俺が誰にも負けないこと。

 

俺が誰にも負けられないこと。

 

 

 

それがテニスだった。

 

 

 

 

02.色いボールとラケットそれが俺の唯一の武器だったのに

 

 

 

 

 

「丸井・・・・どういうつもりだ?」

 

 

できるだけ平静に。

恐怖を悟られないように。

いつもの口調で問いかける。

 

 

 

 

「どーもこーも、こーゆーことだろぃ。

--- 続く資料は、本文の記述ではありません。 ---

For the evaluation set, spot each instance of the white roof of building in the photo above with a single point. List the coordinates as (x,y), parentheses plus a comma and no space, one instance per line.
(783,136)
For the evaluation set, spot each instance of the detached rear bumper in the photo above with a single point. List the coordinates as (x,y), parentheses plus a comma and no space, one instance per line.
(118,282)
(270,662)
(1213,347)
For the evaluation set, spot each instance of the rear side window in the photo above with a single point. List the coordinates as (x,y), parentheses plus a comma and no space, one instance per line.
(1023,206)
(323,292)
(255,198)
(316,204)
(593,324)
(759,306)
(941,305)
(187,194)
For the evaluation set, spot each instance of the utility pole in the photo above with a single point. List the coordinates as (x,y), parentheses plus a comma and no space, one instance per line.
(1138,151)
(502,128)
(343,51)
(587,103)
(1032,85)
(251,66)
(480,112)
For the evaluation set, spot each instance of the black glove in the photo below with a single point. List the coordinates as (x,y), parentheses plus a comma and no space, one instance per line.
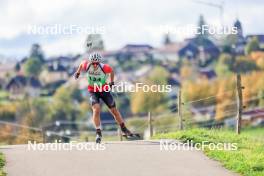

」

 

 

丸井は風船ガムを膨らました。

 

辺りにほのかな甘い香りが漂う。

 

 

その様子、立ち居振る舞い、軽い口調もいつもと変わらないが、違うのは唯一つ。

 

 

 

丸井の服に大量の血が付着していること。

 

すでに誰のものかも解らないソレは、時間が経って風化され赤茶色とも何ともいえない醜い色に変色していた。

 

 

 

 

 

「幸村。病み上がりで悪ぃけど、容赦しないぜぃ。」

 

 

丸井はジャージのポケットに手を入れると小さな銃を取り出し肩の高さに持っていった。

 

黒く鈍く光る鉄の塊。

 

 

殺傷力はマシンガンには劣るが、人一人、しかもこの前まで入院していたような男を殺すには十分すぎるだろう。

 

 

 

一方俺の武器はテニスボールとラケット。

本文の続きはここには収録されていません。